From Resistance to Integration

Participants actively sought biological validation. They described educating themselves through research, focusing on physical causes, and pushing back against psychological explanations. A lack of support from doctors left some participants feeling like they were left to their own devices.

This hunt for medical validation led many to explicitly reject psychological factors. Participant sentiments revealed an unmistakable tension between two types of expertise: medical knowledge and lived experience. Some long Covid sufferers ended up coming to terms with accepting psychological help, which did show improvement in symptoms for some people.
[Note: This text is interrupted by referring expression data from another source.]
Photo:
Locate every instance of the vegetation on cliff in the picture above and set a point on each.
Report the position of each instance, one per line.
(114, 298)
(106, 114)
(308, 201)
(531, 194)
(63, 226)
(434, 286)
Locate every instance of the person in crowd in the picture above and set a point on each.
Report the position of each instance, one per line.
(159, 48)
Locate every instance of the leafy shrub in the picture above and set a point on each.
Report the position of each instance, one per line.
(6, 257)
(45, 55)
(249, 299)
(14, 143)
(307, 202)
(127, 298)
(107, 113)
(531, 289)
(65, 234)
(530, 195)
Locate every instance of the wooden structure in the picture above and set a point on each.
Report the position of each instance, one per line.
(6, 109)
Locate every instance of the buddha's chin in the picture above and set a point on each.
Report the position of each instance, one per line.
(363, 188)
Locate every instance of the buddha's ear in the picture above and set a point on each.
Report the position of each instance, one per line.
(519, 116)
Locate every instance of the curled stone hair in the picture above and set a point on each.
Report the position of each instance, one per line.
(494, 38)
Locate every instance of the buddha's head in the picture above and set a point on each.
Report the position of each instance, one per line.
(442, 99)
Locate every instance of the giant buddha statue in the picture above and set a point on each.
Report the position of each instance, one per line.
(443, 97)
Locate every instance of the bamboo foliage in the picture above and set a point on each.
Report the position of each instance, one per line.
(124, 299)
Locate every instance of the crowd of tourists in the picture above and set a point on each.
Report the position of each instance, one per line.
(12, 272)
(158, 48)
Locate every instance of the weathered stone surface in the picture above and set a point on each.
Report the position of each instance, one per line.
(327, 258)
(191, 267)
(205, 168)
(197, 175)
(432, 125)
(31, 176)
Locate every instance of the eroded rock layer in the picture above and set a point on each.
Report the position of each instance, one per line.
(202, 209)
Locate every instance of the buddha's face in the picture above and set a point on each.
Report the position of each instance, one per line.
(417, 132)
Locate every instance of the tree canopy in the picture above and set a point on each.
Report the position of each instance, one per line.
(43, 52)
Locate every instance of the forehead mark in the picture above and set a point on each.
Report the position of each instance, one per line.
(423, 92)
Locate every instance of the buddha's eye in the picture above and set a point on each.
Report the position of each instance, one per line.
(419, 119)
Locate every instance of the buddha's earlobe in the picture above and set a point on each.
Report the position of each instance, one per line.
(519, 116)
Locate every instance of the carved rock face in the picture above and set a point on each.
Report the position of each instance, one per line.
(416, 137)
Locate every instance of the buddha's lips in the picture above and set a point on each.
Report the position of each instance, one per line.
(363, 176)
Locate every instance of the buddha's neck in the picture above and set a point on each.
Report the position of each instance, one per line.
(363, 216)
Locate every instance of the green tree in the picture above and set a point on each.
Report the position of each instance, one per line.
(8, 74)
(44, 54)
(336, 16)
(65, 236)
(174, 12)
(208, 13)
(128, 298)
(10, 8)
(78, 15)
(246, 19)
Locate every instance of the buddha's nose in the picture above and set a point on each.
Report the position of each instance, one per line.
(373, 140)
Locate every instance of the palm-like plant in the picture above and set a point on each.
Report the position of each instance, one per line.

Building Better Care Through Trust

When long Covid patients feel their physical symptoms are acknowledged and believed, they become more receptive to psychological approaches that help them cope. Their resistance isn’t about rejecting mental factors entirely; it’s about fearing that psychological explanations will replace medical validation of their suffering.
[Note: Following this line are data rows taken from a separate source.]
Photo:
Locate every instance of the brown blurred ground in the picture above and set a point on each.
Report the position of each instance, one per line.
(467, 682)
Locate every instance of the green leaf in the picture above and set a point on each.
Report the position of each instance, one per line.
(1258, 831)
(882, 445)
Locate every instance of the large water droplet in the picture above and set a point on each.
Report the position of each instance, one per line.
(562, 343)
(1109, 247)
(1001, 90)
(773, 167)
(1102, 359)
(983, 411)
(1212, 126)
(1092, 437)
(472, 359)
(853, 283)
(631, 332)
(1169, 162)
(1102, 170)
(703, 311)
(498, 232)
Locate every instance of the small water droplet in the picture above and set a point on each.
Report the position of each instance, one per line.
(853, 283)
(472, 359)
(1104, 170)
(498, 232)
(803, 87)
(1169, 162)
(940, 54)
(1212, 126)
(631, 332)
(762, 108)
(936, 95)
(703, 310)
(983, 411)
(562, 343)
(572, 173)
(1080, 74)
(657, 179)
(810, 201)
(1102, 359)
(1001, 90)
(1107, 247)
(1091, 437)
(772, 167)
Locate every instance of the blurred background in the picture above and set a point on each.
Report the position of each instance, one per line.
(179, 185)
For the millions battling long Covid globally, recovery involves rebuilding trust in healthcare providers who believe their symptoms, friends and family who support them despite the invisibility of their condition, and their own bodies as they navigate this uncertain territory. Patients must feel heard and believed before they can engage with psychological support. When patients feel seen, psychology can become a partner rather than a threat in their healing journey.

Paper Summary

Methodology

The researchers conducted semi-structured interviews with fourteen UK residents (12 women, 2 men) aged 27-63 who had self-reported or diagnosed Long Covid. Interviews lasted 25-35 minutes and explored experiences with Long Covid, its impact, theories about symptom persistence, coping strategies, recovery perspectives, and views on psychological factors in illness. Data was analyzed using reflexive thematic analysis, an approach that identifies patterns across participants’ responses to develop meaningful themes.

Results

Analysis revealed three key themes: “Living in uncertainty” (fear about the future, frustration with limited treatments, disrupted identity), “Why should I trust you if you don’t believe me?” (broken trust with healthcare providers, social circles, and their own bodies), and “Once I know the cause, people will believe me” (seeking physical validation while rejecting psychological explanations). Transcending these themes was tension between medical expertise and lived experience. An overarching resolution emerged where some participants began accepting psychological approaches for symptom management while still seeking medical validation.

Limitations

The study faces several constraints: participants self-reported their Long Covid diagnosis, often without confirmed COVID-19 tests; the predominantly white, female sample may not represent all Long Covid experiences; and both researchers were psychologists, potentially attracting participants more open to psychological perspectives or creating pressure for socially desirable responses. The timing of the study (April 2022-March 2023) may also mean the sample differs from those receiving formal diagnoses today.

Discussion and Takeaways

The findings point to practical improvements for Long Covid care: healthcare providers should acknowledge uncertainties rather than dismissing unexplained symptoms, work collaboratively with patients as experts in their own experience, and help educate support networks. Psychological support works best alongside—not instead of—medical investigation, focusing on managing uncertainty, rebuilding identity, and understanding mind-body connections. This integrated approach could help move beyond the harmful suggestion that symptoms are “just in your head.”

Funding and Disclosures

The authors received no financial support for this research and declared no conflicts of interest. The University Ethics Committee (FHMS 21-22 282 EGA) approved the study on November 1, 2022, and all participants provided written consent.

Publication Information

The study, “Patients’ experiences of living with Long Covid and their beliefs about the role of psychology in their condition,” was authored by Saara Petker and Jane Ogden (University of Surrey) and published in the Journal of Health Psychology in 2025.